New Zealand arable growers keen to improve returns through nutrient analysis of harvested grain and seed crops are encouraged to participate in a pilot programme being run this harvest. The Foundation for Arable Research-initiated programme follows up a session with United Kingdom crop expert Professor Roger Sylvester-Bradley, who suggested NZ arable growers are missing out on vital crop management information, and potentially additional yield and returns, by not analysing the nutrient levels of their harvested crops.
“I have been in crop nutritional research for more than 50 years and I cannot understand why we haven’t done this before,” Sylvester-Bradley told an online seminar with growers organised by FAR.
Most growers in the UK and NZ don’t carry out crop nutrient analysis.
Analysis of protein and nitrogen has generally been a tool to indicate the marketability and value of a crop in terms of quality, but crop nutrient analysis is now being promoted as a way for growers to check post-harvest how well they are managing their biggest input, being nutrients.
Sylvester-Bradley leads the Yield Enhancement Network (YEN) in the UK; it has found that more than 80% of crops on farms show a deficiency in at least one nutrient.
“Nutrient concentrations at harvest show whether crops captured insufficient, adequate, or excess of each nutrient.
“Without measures at harvest, nutrient management is guesswork and this prevents improvement.”
YEN began in 2013 in the UK to get better data on crop yields and for benchmarking.
In 2020, a YEN nutrition programme was started, analysing the nutritional status of growers’ crops to identify fertiliser over-use, show potential savings and diagnose deficiencies.
While predominantly assessing the nutrient status of wheat and barley, other crops have included oats, oilseed rape, beans, linseed, triticale and rye.
Sylvester-Bradley recommends that as well as conducting a normal soil analysis every three to five years, growers also do grain analysis on all 12 essential nutrients every year.
“In my mind, the top priority is not the soil analysis, or leaf analysis, but grain analysis, as that represents the result of all the decisions you have made in growing your crop.
“It is easy to do, costs a bit more than soil analysis, but is well worth it.”
UK data shows that there is a lot of variation between what Sylvester-Bradley refers to as “stingy farms” and “generous farms” in terms of crop nutrient status.
“This shows that some farms are erring on being too cautious in providing good nutrition whereas other farms are too generous.”
In the UK, critical levels have been determined for eight of the 12 essential nutrients, below which a crop is deficient to a degree that impacts on yield.
UK data shows that more than 50% of crops are deficient in more than one nutrient and 20% of crops receive excess nitrogen.
The biggest deficiency is of phosphorus, but nitrogen, magnesium and sulphur deficiencies are common.
YEN nutrient data shows that 25% of paddocks have deficiencies costing more than $610 a hectare.
Differences in wheat protein can be as much as 4% below, or more than 2% above the optimum level.

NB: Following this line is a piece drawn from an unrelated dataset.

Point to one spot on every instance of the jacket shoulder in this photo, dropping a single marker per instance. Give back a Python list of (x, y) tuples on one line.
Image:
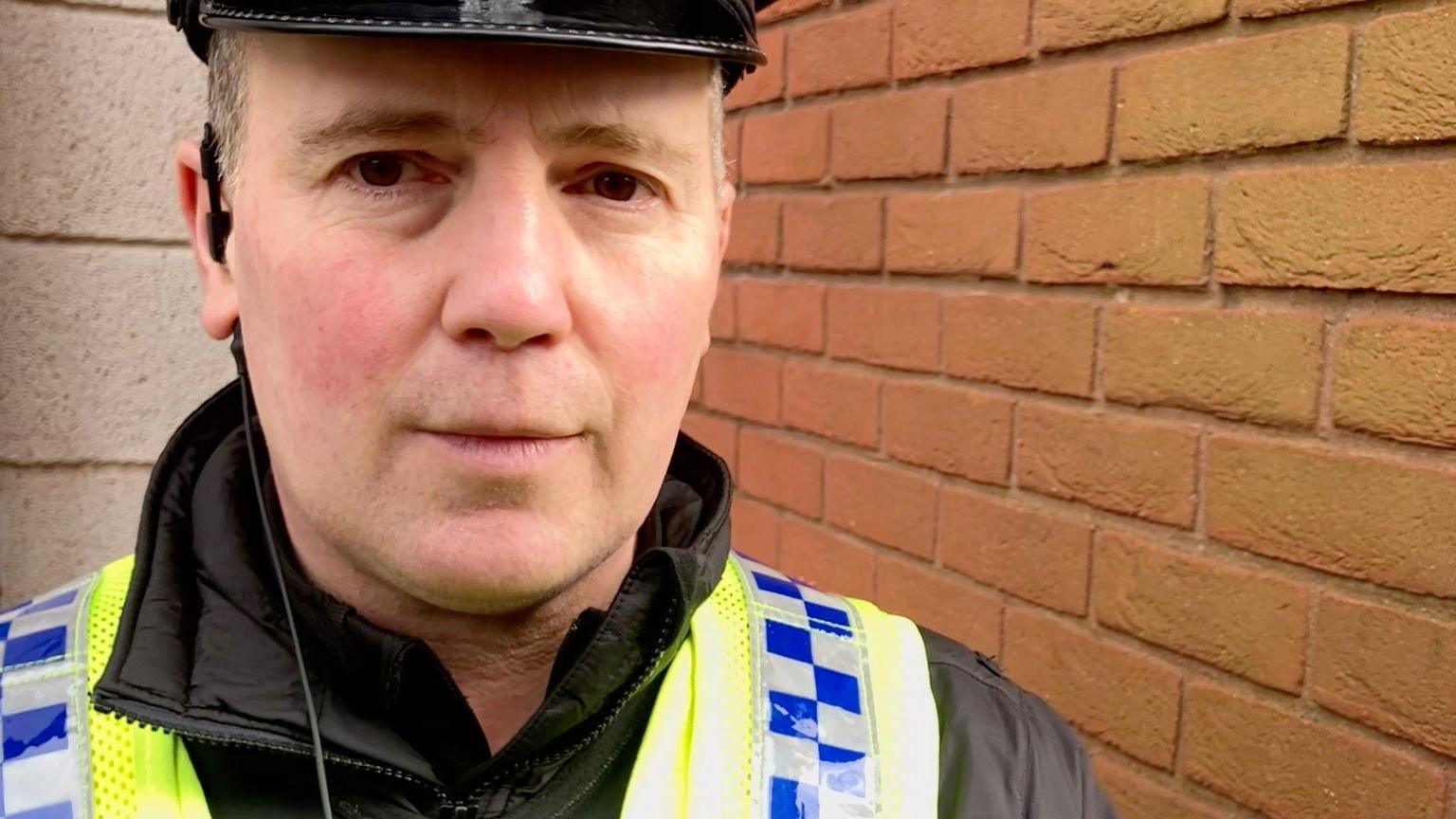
[(1005, 754)]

“So, 25% of sampled crops were mismanaged as far as nitrogen is concerned and the financial implications are quite big.”
NZ growers have the opportunity to learn more about the nutrient status of their grain and seed crops through FAR-initiated pilot programme this harvest.

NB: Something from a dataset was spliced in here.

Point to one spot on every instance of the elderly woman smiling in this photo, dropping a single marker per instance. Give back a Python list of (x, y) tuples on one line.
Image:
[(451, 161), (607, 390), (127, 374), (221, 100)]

To participate, growers need to supply harvest samples for analysis.
FAR Growers Leading Change facilitator Donna Lill said the inaugural project is an opportunity to tap into the expertise of the UK’s YEN programme.
The cost is about $150 for each paddock sample. This covers lab analysis and two YEN Nutrition reports.

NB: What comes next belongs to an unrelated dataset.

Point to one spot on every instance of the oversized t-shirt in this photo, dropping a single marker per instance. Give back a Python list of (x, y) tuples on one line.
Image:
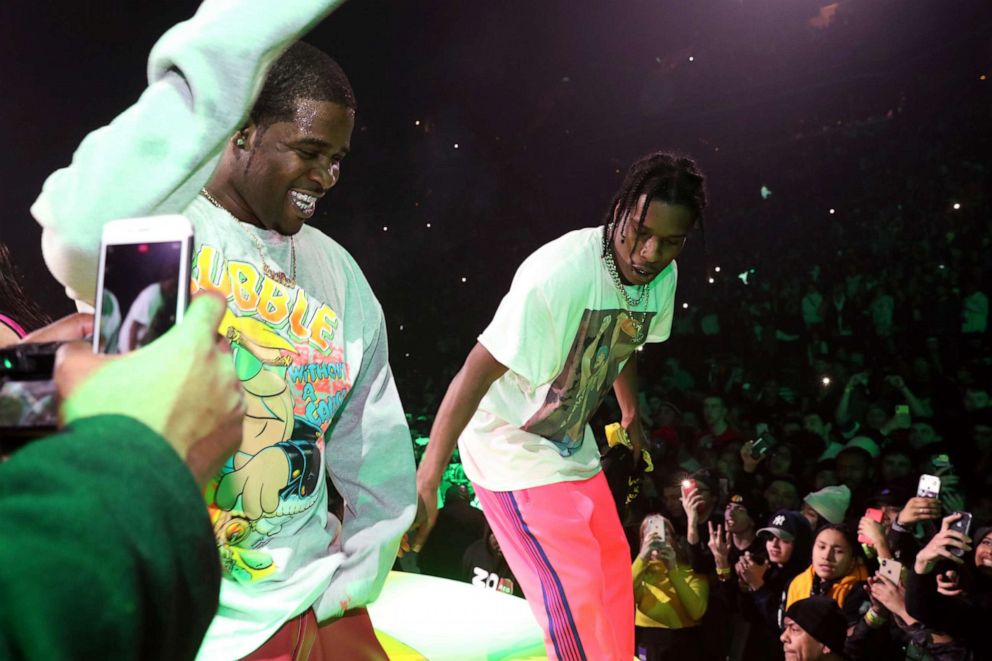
[(564, 332)]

“The benefit of working with YEN UK is they have the systems and database. They also have the knowledge around benchmarking and the critical levels for different nutrients.”
FAR plans to hold a meeting with participants later in autumn to discuss the results and what they might mean for paddock management.
Growers are advised to plan now and have sample bags labelled and ready for harvest to collect a representative sample for each paddock, much like they will already be doing for merchants.